Space exploration and working up there seems to be old hat these days with so many launches to the International Space Station, but things still go wrong. This past week something very scary happened to one of the astronauts.
Two days after his helmet flooded during a spacewalk, astronaut Luca Parmitano relived the experience Thursday, describing how water kept trickling into his helmet until big globs covered his eyes, then his nose. It was hard to see, he said, and he could not hear.
Just imagine being in this situation. Stuck out in space. Your helmet filling with water. You can’t see, hear, and probably are almost to the point where you can’t breathe. This would be scary if you were on Earth, but he was in SPACE. I doubt the thing on his mind was rfid credit cards.
“For a couple of minutes there, maybe more than a couple of minutes, I experienced what it’s like to be a goldfish in a fishbowl — from the point of view of the goldfish,” Parmitano said in a TV interview from the International Space Station.
Parmitano said he used his memory to make his way back into the space station.

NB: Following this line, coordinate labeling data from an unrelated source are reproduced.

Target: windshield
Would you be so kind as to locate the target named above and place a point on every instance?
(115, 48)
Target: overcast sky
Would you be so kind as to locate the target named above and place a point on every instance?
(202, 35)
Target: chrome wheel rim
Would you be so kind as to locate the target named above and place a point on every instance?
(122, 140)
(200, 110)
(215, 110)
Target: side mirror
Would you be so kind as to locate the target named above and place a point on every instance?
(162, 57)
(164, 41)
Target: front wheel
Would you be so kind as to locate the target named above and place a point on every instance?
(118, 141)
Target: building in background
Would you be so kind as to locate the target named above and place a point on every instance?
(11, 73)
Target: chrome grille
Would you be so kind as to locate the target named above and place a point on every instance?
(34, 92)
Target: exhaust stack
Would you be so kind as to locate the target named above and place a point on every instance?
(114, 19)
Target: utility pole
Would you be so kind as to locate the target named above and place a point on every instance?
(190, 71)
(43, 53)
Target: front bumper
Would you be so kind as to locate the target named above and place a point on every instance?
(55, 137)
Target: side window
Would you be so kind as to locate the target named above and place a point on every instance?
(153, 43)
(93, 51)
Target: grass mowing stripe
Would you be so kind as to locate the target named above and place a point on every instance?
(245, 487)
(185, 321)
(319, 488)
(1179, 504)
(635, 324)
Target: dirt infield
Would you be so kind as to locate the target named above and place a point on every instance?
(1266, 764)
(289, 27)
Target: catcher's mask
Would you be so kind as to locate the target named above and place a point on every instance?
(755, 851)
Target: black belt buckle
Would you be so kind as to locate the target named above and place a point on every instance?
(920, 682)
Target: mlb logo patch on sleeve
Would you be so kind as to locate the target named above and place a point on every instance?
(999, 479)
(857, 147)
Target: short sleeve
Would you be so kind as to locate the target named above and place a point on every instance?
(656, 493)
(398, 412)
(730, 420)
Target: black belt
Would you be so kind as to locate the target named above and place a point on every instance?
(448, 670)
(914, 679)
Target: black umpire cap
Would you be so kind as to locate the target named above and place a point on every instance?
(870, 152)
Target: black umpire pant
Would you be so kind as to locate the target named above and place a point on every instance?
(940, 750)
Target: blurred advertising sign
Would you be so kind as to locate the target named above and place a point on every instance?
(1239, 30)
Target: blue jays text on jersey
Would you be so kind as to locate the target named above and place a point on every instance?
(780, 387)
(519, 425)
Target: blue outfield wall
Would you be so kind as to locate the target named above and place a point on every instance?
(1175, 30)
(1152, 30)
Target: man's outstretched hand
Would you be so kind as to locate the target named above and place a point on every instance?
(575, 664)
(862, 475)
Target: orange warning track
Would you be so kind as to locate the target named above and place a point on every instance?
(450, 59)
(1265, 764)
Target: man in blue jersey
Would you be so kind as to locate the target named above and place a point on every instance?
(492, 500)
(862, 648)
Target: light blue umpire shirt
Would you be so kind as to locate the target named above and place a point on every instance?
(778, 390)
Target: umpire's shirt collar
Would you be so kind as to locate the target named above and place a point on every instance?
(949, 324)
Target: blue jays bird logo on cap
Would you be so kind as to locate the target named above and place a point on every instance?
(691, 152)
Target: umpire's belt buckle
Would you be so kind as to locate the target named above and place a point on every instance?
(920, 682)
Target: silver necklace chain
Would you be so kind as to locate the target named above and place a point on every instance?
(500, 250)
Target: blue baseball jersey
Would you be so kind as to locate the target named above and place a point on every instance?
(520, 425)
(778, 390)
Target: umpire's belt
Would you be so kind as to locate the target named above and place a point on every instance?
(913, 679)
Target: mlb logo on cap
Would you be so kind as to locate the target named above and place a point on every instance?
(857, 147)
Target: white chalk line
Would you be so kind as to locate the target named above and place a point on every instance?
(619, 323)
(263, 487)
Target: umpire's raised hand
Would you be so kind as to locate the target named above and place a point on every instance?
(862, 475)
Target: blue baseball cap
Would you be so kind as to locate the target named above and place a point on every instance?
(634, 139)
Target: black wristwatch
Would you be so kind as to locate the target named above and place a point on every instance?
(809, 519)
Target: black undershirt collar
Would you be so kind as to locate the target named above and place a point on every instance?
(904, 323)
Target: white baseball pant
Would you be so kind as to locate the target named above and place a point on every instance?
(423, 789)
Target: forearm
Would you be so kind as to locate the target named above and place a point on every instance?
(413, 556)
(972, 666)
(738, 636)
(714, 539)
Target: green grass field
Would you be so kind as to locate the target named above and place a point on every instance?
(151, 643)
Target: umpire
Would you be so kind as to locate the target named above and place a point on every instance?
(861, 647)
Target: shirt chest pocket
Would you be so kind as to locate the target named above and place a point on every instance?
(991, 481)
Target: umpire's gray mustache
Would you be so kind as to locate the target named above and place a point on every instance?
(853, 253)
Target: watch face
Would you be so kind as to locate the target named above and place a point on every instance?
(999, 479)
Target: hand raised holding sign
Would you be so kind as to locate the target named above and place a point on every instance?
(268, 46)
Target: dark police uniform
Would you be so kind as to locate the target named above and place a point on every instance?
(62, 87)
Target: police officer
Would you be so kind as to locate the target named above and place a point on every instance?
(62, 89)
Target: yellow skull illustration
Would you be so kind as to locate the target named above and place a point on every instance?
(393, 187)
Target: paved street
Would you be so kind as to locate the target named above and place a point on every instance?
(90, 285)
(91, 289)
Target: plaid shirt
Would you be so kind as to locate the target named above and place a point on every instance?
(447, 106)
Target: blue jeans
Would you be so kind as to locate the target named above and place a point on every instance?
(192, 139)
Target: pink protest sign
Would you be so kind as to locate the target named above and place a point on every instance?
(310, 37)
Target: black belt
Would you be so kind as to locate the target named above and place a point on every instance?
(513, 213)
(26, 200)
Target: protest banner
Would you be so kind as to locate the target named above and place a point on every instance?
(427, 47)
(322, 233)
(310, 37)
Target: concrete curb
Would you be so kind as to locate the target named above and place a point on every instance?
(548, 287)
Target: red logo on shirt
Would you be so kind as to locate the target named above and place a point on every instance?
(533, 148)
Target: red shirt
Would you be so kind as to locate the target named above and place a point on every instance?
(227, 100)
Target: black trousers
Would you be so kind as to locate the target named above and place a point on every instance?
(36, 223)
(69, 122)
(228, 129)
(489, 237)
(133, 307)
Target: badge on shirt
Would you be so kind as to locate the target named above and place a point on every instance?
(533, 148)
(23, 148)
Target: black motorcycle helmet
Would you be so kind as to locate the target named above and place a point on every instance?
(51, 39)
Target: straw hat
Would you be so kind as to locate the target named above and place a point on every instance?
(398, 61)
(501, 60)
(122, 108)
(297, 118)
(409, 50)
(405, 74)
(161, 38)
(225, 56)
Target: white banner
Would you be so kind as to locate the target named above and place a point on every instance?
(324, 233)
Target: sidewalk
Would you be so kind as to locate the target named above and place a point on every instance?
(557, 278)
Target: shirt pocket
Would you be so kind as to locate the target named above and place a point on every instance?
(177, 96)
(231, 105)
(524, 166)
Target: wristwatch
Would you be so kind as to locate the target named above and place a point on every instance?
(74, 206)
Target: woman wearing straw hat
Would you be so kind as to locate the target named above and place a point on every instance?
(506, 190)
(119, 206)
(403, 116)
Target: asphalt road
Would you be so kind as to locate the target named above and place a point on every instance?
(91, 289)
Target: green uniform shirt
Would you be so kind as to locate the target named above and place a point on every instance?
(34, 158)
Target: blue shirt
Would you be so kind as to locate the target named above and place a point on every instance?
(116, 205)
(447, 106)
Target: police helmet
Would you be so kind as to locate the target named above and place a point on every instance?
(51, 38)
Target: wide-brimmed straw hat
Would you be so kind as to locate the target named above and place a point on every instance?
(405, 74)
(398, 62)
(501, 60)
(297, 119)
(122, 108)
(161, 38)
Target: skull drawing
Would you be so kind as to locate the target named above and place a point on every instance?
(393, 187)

His spacewalking partner, Christopher Cassidy, was a big help.
“The water kept trickling until it completely covered my eyes and my nose,” Parmitano said.
The sun was setting as the spacewalkers made their way back, making it harder to maneuver in the darkness.
“All those things sort of came together at the perfect storm, so to speak, for us to deal with,” Cassidy told TV reporters.
Cassidy said the space station crew reviewed the spacewalk procedures in advance and discussed possible emergencies.
“But lo and behold, what happened was not one of those items that we discussed,” said Cassidy, 43, a former Navy SEAL.
“My own gut feeling,” Cassidy said, “I knew it was time to end it when I saw the water creeping around his communications cap, kind of right by his eyelid. I knew that was a significant amount of water to be in a helmet, and it was time to go in.”
Parmitano was low key as he recounted the experience. Once the helmet came off, he said, “that was the end of it.”